For comparison, coconut oil scores a 4, making it fairly likely to clog pores. Jojoba oil sits at a 2, moderately unlikely. If you’ve been using coconut oil on your face and experiencing breakouts, switching to rosehip oil is a significant step down in comedogenic risk.
Why Rosehip Oil Works Well for Oily Skin
The reason rosehip oil plays nicely with acne-prone skin goes beyond its low comedogenic rating. The oil is rich in linoleic acid, which makes up roughly 25 to 47% of its fatty acid profile depending on the source. Linoleic acid is the same fatty acid that people with acne tend to be deficient in within their own sebum. When your skin’s natural oil is low in linoleic acid, it becomes thicker and stickier, which contributes to clogged pores.
Applying linoleic acid topically helps regulate sebum production, potentially reducing the formation of whiteheads and blackheads. Research has shown that products containing rosehip seed oil can reduce both acne lesions and overall oiliness. The oil also has anti-inflammatory properties, which can calm the redness and swelling that come with active breakouts.
A Small Amount of Natural Retinoid
Rosehip oil contains trace amounts of all-trans retinoic acid, which is the active form of vitamin A (the same compound in prescription retinoids). The concentration is very low, not enough to cause irritation or interact with other retinoid products you might be using. But it does contribute to gentle cell turnover, which helps keep pores clear and supports the fading of post-acne marks over time.
Because of this mild retinoid content, some people notice a brief adjustment period when they start using rosehip oil. If small bumps appear in areas where you normally break out and resolve faster than a typical pimple (which usually takes 8 to 10 days to run its course), that’s likely a purge rather than a comedogenic reaction. Breakouts in areas where you never get acne, or bumps that persist and worsen, suggest the product isn’t agreeing with your skin.
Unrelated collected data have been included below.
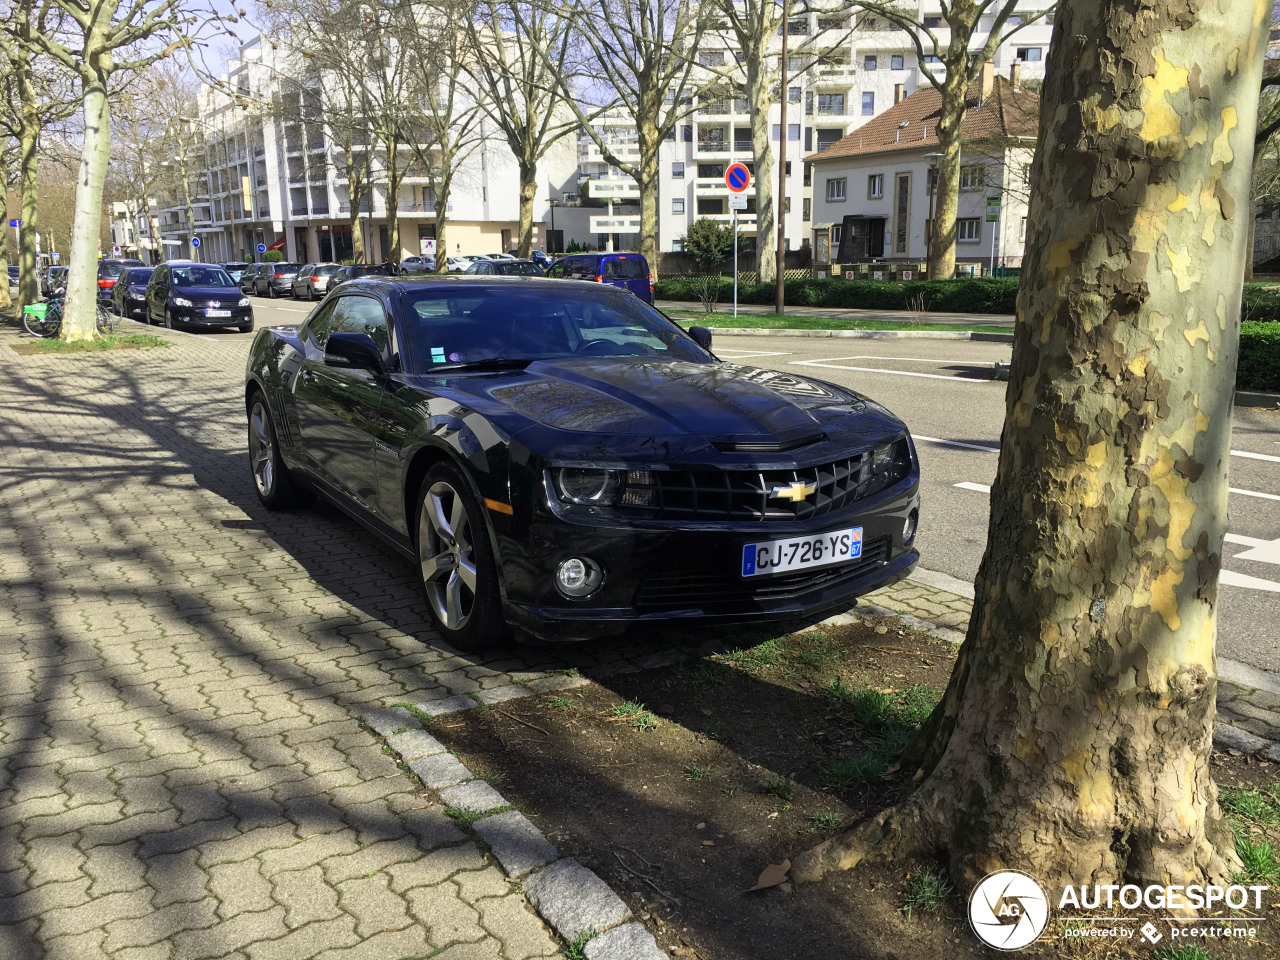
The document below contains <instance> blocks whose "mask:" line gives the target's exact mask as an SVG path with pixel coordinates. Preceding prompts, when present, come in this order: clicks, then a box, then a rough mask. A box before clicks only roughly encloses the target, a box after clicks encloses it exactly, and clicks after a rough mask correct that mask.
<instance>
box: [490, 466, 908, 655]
mask: <svg viewBox="0 0 1280 960" xmlns="http://www.w3.org/2000/svg"><path fill="white" fill-rule="evenodd" d="M919 506H920V499H919V488H918V485H911V486H910V488H909V489H906V490H887V492H886V495H881V497H874V498H868V502H867V503H864V504H858V507H856V508H855V509H852V511H841V512H838V513H836V515H824V516H820V517H815V518H813V520H809V521H804V522H786V524H754V525H753V524H733V525H727V524H726V525H712V524H703V525H696V526H695V525H678V524H669V525H662V526H657V525H646V526H639V525H636V526H630V525H627V526H622V525H618V526H599V525H594V524H593V525H588V524H575V522H567V521H564V520H563V518H561V517H557V516H553V515H552V513H549V512H547V511H539V516H538V517H536V518H535V520H534V524H532V530H530V531H529V535H527V538H525V536H521V538H518V539H515V538H513V539H506V538H500V536H499V550H500V554H502V573H503V581H504V585H506V598H504V599H506V604H504V609H506V616H507V620H508V621H509V622H511V623H512V626H515V627H517V628H520V630H525V631H527V632H530V634H534V635H535V636H538V637H539V639H543V640H590V639H595V637H602V636H609V635H616V634H621V632H623V631H626V630H627V628H628V627H631V626H634V625H640V623H660V622H673V621H675V622H678V621H692V620H699V621H713V622H735V621H753V622H758V621H768V620H790V618H804V617H810V616H813V614H817V613H822V612H827V611H836V609H847V608H849V607H851V605H852V603H854V600H855V599H856V598H858V596H860V595H863V594H867V593H870V591H873V590H876V589H878V588H881V586H884V585H888V584H892V582H896V581H899V580H901V579H902V577H905V576H906V575H908V573H910V572H911V570H913V568H914V566H915V564H916V563H918V562H919V553H916V550H915V549H914V545H913V543H914V538H913V543H906V541H904V539H902V534H904V526H905V521H906V518H908V516H909V515H910V513H911V512H913V511H915V513H916V517H919ZM854 526H860V527H863V557H861V558H859V559H854V561H849V562H845V563H841V564H832V566H824V567H813V568H809V570H801V571H794V572H787V573H780V575H776V576H756V577H744V576H742V573H741V558H742V547H744V545H745V544H749V543H760V541H765V540H776V539H790V538H797V536H806V535H817V534H823V532H828V531H835V530H845V529H849V527H854ZM570 557H590V558H591V559H594V561H595V562H596V563H598V564H600V566H602V567H603V568H604V571H605V580H604V584H603V585H602V586H600V589H599V590H598V593H596V594H595V595H594V596H591V598H588V599H585V600H568V599H566V598H563V596H562V595H561V594H559V593H558V591H557V590H556V588H554V585H553V582H552V575H553V571H554V570H556V567H557V566H558V564H559V563H561V561H563V559H567V558H570Z"/></svg>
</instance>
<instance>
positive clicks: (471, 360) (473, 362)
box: [426, 357, 536, 374]
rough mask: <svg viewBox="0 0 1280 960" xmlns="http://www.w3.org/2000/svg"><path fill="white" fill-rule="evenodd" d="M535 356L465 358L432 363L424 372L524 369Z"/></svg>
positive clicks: (436, 373)
mask: <svg viewBox="0 0 1280 960" xmlns="http://www.w3.org/2000/svg"><path fill="white" fill-rule="evenodd" d="M535 360H536V357H525V358H522V360H520V358H515V357H489V358H488V360H467V361H463V362H461V364H433V365H431V366H430V367H429V369H428V371H426V372H429V374H438V372H440V371H442V370H524V369H525V367H526V366H529V365H530V364H532V362H534V361H535Z"/></svg>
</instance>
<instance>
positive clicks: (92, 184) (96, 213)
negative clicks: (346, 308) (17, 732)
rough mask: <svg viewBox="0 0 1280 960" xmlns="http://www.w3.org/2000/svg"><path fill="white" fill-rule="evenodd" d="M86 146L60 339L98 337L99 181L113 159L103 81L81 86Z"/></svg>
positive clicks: (78, 193)
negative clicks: (97, 253)
mask: <svg viewBox="0 0 1280 960" xmlns="http://www.w3.org/2000/svg"><path fill="white" fill-rule="evenodd" d="M83 96H84V108H83V110H84V145H83V147H82V150H81V163H79V173H78V177H77V182H76V218H74V220H73V221H72V244H70V251H69V253H68V256H67V265H68V266H69V268H70V269H69V270H68V271H67V311H65V314H64V316H63V339H65V340H92V339H97V324H96V319H97V246H99V241H100V238H101V234H100V230H101V225H102V182H104V180H105V179H106V168H108V165H109V164H110V161H111V105H110V102H109V101H108V99H106V83H105V82H100V81H93V82H87V83H86V86H84V95H83Z"/></svg>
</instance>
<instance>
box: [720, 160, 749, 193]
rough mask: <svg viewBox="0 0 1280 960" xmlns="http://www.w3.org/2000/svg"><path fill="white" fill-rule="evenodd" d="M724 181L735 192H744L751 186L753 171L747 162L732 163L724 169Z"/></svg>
mask: <svg viewBox="0 0 1280 960" xmlns="http://www.w3.org/2000/svg"><path fill="white" fill-rule="evenodd" d="M724 183H726V184H727V186H728V188H730V189H731V191H732V192H733V193H742V192H744V191H745V189H746V188H748V187H750V186H751V172H750V170H748V169H746V165H745V164H730V165H728V169H726V170H724Z"/></svg>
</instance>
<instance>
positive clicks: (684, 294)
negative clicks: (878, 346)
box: [654, 276, 1018, 314]
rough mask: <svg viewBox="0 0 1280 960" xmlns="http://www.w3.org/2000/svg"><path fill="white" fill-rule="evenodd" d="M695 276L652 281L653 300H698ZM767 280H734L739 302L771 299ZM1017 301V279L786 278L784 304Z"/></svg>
mask: <svg viewBox="0 0 1280 960" xmlns="http://www.w3.org/2000/svg"><path fill="white" fill-rule="evenodd" d="M696 287H698V280H696V279H694V278H689V276H667V278H662V279H659V280H657V282H655V283H654V296H655V297H657V298H658V300H680V301H696V300H698V288H696ZM774 291H776V288H774V285H773V284H772V283H744V284H739V288H737V300H739V303H773V302H774V296H776V293H774ZM719 298H721V301H722V302H724V301H730V300H732V298H733V282H732V280H731V279H730V278H721V293H719ZM1016 301H1018V279H1016V278H1011V279H998V280H991V279H972V280H969V279H964V280H908V282H905V283H893V282H888V280H840V279H836V280H832V279H820V280H787V289H786V302H787V306H792V307H858V308H861V310H911V308H914V303H915V302H922V305H923V308H924V310H941V311H943V312H950V314H1012V312H1014V311H1015V307H1016Z"/></svg>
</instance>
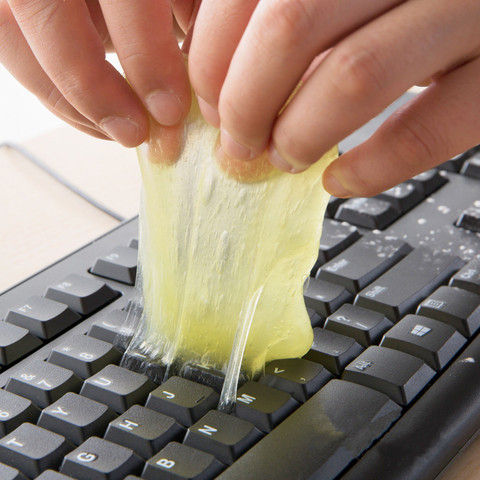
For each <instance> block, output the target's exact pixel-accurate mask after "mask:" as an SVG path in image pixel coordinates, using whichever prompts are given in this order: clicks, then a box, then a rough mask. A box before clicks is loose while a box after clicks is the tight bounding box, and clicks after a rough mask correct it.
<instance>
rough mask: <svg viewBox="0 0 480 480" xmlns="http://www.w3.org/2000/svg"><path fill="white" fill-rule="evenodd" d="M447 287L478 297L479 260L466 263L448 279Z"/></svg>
mask: <svg viewBox="0 0 480 480" xmlns="http://www.w3.org/2000/svg"><path fill="white" fill-rule="evenodd" d="M449 285H450V286H451V287H458V288H463V290H468V291H469V292H472V293H476V294H477V295H480V260H478V259H473V260H471V261H470V262H468V263H467V264H466V265H465V266H464V267H463V268H462V269H460V270H459V271H458V272H457V273H456V274H455V275H454V276H453V277H452V278H451V279H450V283H449Z"/></svg>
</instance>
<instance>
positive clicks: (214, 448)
mask: <svg viewBox="0 0 480 480" xmlns="http://www.w3.org/2000/svg"><path fill="white" fill-rule="evenodd" d="M261 437H262V433H261V432H260V431H259V430H257V429H256V428H255V426H254V425H253V424H252V423H250V422H247V421H246V420H242V419H241V418H237V417H234V416H232V415H227V414H226V413H223V412H220V411H218V410H210V411H209V412H208V413H207V414H206V415H205V416H204V417H202V418H201V419H200V420H199V421H198V422H197V423H195V424H194V425H192V426H191V427H189V428H188V430H187V434H186V436H185V440H184V441H183V443H184V444H185V445H189V446H190V447H194V448H198V449H199V450H203V451H205V452H208V453H211V454H212V455H214V456H215V457H216V458H217V459H218V460H220V462H222V463H224V464H226V465H230V464H232V463H233V462H234V461H235V460H236V459H237V458H238V457H240V455H242V454H243V453H244V452H245V451H246V450H248V449H249V448H250V447H251V446H252V445H253V444H254V443H256V442H257V441H258V440H260V438H261ZM246 478H248V477H246Z"/></svg>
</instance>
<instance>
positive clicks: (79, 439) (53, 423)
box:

Cold-Pressed vs. Refined Rosehip Oil
How rosehip oil is extracted matters. Cold-pressed rosehip oil is produced mechanically without heat or chemical solvents, which preserves its fatty acids, vitamins, and natural color (a deep golden-orange). Refined rosehip oil goes through additional processing like bleaching and deodorizing, stripping out some of the beneficial compounds that make the oil useful for skin in the first place.
For pore-friendly skincare, cold-pressed is the better option. It retains the full linoleic acid content and natural antioxidants that help the oil absorb quickly rather than sitting on top of the skin. The trade-off is a shorter shelf life.
Shelf Life and Oxidation
Rosehip oil goes rancid relatively quickly once exposed to air. Oxidized oil won’t perform the same way fresh oil does. It develops an off smell, loses its beneficial properties, and may irritate skin that would otherwise tolerate it perfectly well. Store it in a dark glass bottle, keep it away from direct sunlight, and refrigerate it if you won’t use it up within a few months. If it smells like old cooking oil instead of mildly nutty or earthy, it’s time to replace it.
How to Use It Without Clogging Pores
Two to three drops are enough for your entire face. Rosehip oil absorbs quickly, so you don’t need much. Apply it as the last step in your evening routine, after water-based serums and treatments but before a heavier moisturizer if you use one. Some people with oily skin find it works well as a standalone moisturizer at night.
If you’re new to facial oils, start with every other night for a week to gauge how your skin responds. Using too much at once is the most common reason people experience congestion from an otherwise non-comedogenic oil. A thin layer absorbs fully; a thick layer can trap debris against the skin.
Rosehip oil layers well under sunscreen in the morning, though its slight orange tint can be visible on very fair skin in daylight. Most people prefer nighttime use for this reason, which also lets the natural retinoid content do its work while your skin repairs overnight.